Jane Croft poet

Jane Croft Copyrights 2014  All rights  Reserved        

Nature Themes


We turned the horses out at fade of light

And saw the moonrise on the meadow’s crest

As brilliant stars announced the coming night

And fiery gleams sank slowly in the west.

On hill and hollow frost had lain all day

Thick-furring turf and tree and hawthorn hedge

With ice, and bound like iron the rutted clay

And rimed the furrows at the pasture’s edge.

Its beauty held us and we lingered yet

Both careless then of time, the passing hour

That brings the silent blight; the unseen threat

Whose stealthy touch destroys the budding flower.

The carefree day is gone that found us there:

Mere shadow, glimpsed like breath in frosty air.
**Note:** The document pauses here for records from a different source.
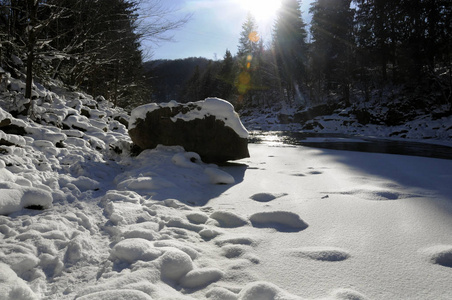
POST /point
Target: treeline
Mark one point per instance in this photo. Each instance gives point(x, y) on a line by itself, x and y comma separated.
point(91, 45)
point(354, 48)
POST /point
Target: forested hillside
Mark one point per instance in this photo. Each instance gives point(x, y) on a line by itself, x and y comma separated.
point(94, 46)
point(354, 51)
point(357, 51)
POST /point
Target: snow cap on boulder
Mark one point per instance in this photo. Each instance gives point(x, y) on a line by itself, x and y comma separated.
point(210, 128)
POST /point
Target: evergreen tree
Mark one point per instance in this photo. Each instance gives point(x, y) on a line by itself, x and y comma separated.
point(248, 58)
point(226, 77)
point(332, 46)
point(290, 47)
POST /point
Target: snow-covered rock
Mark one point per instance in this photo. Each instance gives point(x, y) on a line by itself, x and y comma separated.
point(210, 128)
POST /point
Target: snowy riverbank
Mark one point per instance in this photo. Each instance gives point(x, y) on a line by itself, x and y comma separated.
point(82, 219)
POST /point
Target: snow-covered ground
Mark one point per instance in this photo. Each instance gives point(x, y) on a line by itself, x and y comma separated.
point(81, 221)
point(426, 127)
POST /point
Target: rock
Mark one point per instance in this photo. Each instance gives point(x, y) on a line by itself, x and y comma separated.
point(210, 128)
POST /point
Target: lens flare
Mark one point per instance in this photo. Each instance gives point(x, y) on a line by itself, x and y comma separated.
point(254, 37)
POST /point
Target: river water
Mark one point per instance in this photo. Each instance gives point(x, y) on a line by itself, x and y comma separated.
point(352, 143)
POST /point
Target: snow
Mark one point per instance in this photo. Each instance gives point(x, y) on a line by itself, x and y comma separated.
point(81, 221)
point(217, 107)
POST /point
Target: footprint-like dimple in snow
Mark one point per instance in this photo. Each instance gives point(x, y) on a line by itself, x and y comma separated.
point(266, 197)
point(440, 254)
point(228, 219)
point(315, 172)
point(348, 294)
point(376, 194)
point(321, 253)
point(279, 220)
point(237, 241)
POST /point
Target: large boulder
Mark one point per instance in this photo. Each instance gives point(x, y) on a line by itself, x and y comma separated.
point(210, 128)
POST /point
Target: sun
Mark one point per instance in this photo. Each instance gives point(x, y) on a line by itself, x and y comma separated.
point(262, 10)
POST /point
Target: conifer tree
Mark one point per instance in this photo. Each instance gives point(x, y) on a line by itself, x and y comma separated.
point(226, 77)
point(332, 46)
point(248, 57)
point(290, 47)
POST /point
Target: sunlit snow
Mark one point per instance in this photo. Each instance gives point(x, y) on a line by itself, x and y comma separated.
point(82, 221)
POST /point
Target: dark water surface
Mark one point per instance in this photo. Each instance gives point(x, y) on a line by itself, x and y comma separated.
point(352, 143)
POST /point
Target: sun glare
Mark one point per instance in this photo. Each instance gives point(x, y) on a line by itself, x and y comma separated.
point(262, 10)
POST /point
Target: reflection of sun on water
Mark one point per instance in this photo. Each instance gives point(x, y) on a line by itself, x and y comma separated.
point(262, 10)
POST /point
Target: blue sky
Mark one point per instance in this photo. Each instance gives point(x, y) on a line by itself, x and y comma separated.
point(215, 26)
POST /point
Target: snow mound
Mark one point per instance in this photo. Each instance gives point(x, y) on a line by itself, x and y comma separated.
point(375, 194)
point(321, 253)
point(348, 294)
point(217, 176)
point(197, 217)
point(13, 287)
point(201, 277)
point(124, 294)
point(186, 159)
point(174, 264)
point(228, 219)
point(264, 291)
point(440, 254)
point(219, 293)
point(267, 197)
point(131, 250)
point(14, 197)
point(280, 220)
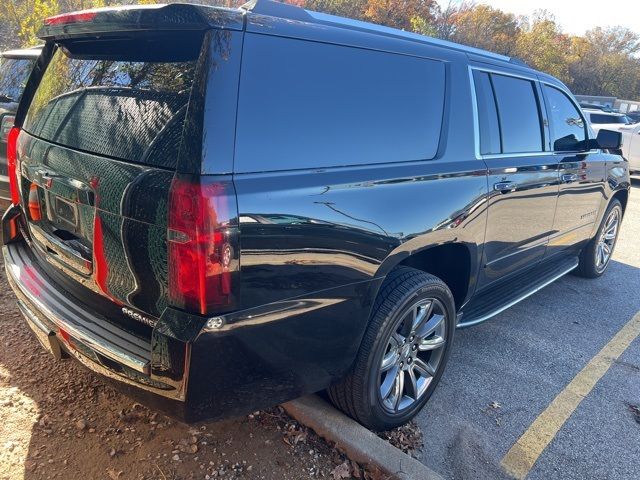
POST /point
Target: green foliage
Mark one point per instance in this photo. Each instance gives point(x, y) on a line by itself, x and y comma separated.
point(542, 45)
point(486, 27)
point(602, 62)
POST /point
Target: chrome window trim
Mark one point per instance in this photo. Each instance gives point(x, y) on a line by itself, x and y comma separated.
point(476, 115)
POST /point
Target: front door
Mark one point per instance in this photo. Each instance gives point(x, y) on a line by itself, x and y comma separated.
point(582, 173)
point(523, 177)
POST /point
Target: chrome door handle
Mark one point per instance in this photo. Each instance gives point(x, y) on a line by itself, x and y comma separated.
point(504, 187)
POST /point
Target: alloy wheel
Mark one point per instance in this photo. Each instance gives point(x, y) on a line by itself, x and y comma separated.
point(607, 240)
point(412, 355)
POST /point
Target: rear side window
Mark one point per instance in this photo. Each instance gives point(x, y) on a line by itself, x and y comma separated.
point(14, 73)
point(128, 110)
point(600, 118)
point(519, 114)
point(487, 114)
point(568, 130)
point(307, 105)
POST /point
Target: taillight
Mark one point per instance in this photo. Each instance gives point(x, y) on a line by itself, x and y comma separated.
point(12, 164)
point(35, 212)
point(5, 127)
point(203, 244)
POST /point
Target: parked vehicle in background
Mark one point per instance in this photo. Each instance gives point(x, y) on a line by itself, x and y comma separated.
point(225, 209)
point(631, 148)
point(607, 120)
point(15, 67)
point(634, 116)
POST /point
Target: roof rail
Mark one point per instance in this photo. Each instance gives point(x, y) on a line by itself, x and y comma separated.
point(277, 9)
point(293, 12)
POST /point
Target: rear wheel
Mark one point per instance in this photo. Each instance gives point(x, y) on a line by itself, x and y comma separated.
point(403, 353)
point(595, 257)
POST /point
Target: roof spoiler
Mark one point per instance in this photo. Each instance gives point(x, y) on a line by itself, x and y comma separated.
point(277, 9)
point(139, 18)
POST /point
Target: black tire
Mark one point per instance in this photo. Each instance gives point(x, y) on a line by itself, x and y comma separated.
point(359, 393)
point(588, 265)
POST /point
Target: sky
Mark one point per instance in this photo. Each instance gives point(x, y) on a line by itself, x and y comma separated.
point(578, 16)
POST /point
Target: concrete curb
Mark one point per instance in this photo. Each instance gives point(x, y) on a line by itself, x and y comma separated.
point(358, 443)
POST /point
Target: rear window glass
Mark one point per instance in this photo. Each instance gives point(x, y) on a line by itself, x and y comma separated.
point(519, 114)
point(128, 110)
point(14, 73)
point(307, 105)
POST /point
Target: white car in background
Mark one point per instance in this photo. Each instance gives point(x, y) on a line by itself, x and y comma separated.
point(599, 119)
point(631, 147)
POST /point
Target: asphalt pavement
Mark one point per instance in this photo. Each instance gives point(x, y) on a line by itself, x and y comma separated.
point(505, 372)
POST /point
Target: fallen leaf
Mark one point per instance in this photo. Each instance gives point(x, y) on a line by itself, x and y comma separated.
point(113, 473)
point(341, 471)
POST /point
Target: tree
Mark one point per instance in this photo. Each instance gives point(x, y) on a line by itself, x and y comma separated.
point(605, 62)
point(486, 27)
point(543, 46)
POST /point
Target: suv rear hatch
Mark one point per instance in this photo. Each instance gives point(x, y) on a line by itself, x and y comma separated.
point(100, 145)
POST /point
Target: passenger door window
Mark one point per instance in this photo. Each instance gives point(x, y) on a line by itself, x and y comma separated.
point(519, 114)
point(568, 129)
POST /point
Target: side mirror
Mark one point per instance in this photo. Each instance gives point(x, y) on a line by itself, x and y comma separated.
point(608, 140)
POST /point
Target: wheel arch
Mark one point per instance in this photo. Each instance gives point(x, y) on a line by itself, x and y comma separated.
point(622, 196)
point(453, 262)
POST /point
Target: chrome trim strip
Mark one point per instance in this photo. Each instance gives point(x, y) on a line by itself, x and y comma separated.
point(82, 335)
point(517, 300)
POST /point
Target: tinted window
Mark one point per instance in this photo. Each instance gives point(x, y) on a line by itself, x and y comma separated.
point(305, 104)
point(129, 110)
point(519, 114)
point(600, 118)
point(487, 114)
point(567, 126)
point(13, 77)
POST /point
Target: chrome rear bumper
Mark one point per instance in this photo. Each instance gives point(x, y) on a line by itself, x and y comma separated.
point(58, 314)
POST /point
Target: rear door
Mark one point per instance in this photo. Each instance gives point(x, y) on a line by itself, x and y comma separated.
point(523, 176)
point(98, 151)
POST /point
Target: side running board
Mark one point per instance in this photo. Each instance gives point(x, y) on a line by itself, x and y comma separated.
point(506, 294)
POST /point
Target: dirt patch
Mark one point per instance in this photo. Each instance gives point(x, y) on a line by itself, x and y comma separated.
point(60, 421)
point(407, 438)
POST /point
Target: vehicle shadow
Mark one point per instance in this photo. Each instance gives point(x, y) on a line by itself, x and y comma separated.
point(61, 421)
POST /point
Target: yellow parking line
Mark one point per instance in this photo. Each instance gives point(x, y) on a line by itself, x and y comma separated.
point(520, 459)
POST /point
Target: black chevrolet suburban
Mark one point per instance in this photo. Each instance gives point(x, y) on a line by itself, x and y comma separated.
point(224, 209)
point(15, 68)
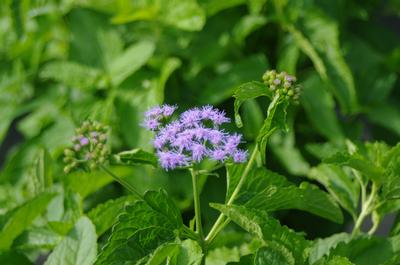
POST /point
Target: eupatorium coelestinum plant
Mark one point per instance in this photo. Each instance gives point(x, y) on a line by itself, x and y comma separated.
point(150, 230)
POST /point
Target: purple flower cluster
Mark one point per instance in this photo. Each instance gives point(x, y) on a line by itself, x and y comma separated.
point(194, 136)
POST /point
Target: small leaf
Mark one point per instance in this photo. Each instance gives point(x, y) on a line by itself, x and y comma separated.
point(106, 214)
point(141, 229)
point(248, 91)
point(130, 61)
point(136, 156)
point(261, 225)
point(79, 247)
point(21, 217)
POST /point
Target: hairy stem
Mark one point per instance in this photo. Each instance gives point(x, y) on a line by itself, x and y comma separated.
point(366, 209)
point(221, 221)
point(121, 181)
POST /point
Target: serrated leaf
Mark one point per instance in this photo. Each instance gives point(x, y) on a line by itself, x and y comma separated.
point(71, 74)
point(136, 156)
point(141, 229)
point(250, 90)
point(323, 246)
point(130, 61)
point(13, 258)
point(222, 87)
point(320, 108)
point(79, 247)
point(106, 214)
point(21, 217)
point(37, 238)
point(261, 225)
point(339, 184)
point(274, 254)
point(306, 198)
point(270, 191)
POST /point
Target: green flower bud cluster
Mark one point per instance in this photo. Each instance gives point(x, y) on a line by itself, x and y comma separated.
point(89, 149)
point(282, 84)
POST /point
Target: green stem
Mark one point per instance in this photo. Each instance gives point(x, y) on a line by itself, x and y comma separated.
point(366, 209)
point(121, 181)
point(221, 222)
point(196, 198)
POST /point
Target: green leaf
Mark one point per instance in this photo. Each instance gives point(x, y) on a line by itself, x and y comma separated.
point(359, 162)
point(224, 85)
point(307, 197)
point(37, 238)
point(43, 176)
point(71, 74)
point(13, 258)
point(339, 184)
point(136, 157)
point(334, 260)
point(141, 229)
point(79, 247)
point(21, 218)
point(130, 61)
point(320, 41)
point(320, 109)
point(182, 14)
point(247, 91)
point(105, 214)
point(323, 246)
point(261, 225)
point(366, 250)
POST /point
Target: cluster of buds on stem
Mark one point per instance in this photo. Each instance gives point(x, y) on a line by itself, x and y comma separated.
point(89, 149)
point(282, 84)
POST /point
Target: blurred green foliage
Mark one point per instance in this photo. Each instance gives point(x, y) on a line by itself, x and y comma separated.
point(63, 61)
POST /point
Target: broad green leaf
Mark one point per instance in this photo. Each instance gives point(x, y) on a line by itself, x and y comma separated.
point(323, 246)
point(212, 7)
point(320, 41)
point(307, 197)
point(13, 258)
point(71, 74)
point(334, 260)
point(288, 56)
point(86, 183)
point(21, 218)
point(357, 161)
point(79, 247)
point(224, 85)
point(276, 119)
point(340, 185)
point(43, 175)
point(386, 115)
point(130, 60)
point(261, 225)
point(274, 254)
point(136, 157)
point(105, 214)
point(320, 109)
point(283, 147)
point(366, 250)
point(182, 14)
point(247, 91)
point(141, 229)
point(247, 25)
point(37, 238)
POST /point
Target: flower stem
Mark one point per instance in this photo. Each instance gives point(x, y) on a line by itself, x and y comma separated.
point(221, 221)
point(196, 199)
point(121, 181)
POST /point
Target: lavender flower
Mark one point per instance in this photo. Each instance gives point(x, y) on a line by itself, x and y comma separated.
point(194, 136)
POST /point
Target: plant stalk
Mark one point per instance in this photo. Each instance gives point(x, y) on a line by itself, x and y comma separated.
point(221, 222)
point(121, 181)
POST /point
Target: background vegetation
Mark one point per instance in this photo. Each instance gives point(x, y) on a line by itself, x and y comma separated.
point(63, 61)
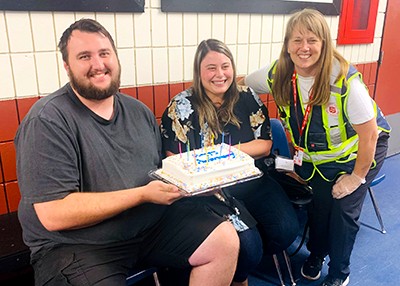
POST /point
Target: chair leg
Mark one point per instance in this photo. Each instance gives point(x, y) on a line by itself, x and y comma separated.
point(289, 267)
point(376, 208)
point(156, 281)
point(278, 269)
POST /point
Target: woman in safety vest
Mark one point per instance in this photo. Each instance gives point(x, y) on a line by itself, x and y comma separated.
point(338, 133)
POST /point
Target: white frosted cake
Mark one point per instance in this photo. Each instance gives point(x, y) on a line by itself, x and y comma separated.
point(205, 168)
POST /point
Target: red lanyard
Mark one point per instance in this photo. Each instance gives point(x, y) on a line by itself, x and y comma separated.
point(308, 108)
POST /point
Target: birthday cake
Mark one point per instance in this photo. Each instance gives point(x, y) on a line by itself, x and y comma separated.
point(207, 168)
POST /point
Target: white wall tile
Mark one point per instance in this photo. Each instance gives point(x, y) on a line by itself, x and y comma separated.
point(158, 28)
point(62, 20)
point(6, 78)
point(24, 73)
point(175, 29)
point(254, 57)
point(47, 72)
point(188, 59)
point(376, 49)
point(108, 20)
point(218, 27)
point(242, 59)
point(189, 29)
point(86, 15)
point(142, 28)
point(160, 65)
point(380, 21)
point(243, 28)
point(124, 28)
point(128, 67)
point(3, 34)
point(43, 31)
point(266, 29)
point(231, 28)
point(153, 3)
point(154, 47)
point(347, 50)
point(265, 55)
point(369, 53)
point(144, 66)
point(19, 32)
point(174, 68)
point(278, 30)
point(255, 28)
point(204, 27)
point(354, 54)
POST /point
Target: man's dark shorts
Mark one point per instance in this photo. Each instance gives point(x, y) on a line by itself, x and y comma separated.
point(185, 225)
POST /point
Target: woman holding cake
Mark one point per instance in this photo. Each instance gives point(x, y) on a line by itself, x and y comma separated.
point(212, 111)
point(338, 132)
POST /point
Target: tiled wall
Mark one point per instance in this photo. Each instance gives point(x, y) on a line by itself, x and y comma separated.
point(156, 50)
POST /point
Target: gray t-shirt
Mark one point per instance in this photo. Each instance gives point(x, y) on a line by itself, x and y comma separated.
point(63, 147)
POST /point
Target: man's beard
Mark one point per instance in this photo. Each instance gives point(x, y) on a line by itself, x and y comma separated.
point(89, 91)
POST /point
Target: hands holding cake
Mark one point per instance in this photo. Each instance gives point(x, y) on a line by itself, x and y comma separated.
point(158, 192)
The summer I came home from Spain it rained:

For days on end the leaden skies poured forth

Their stored burden until the land was stained

Dark, and the air drenched with scent of wet earth;

And water gushed in streams and flowed in rills;

And weighed with droplets heavy flower heads;

And dripped from trees and clouded all the hills;

And scattered petals over garden beds.

The country held communion with the rain,

A sweet libation to a grateful soil

That offered up its own green soul again.

And I remembered Spain where, from their birth,

Men in baked and arid fields must toil

To coax a living from a grudging earth.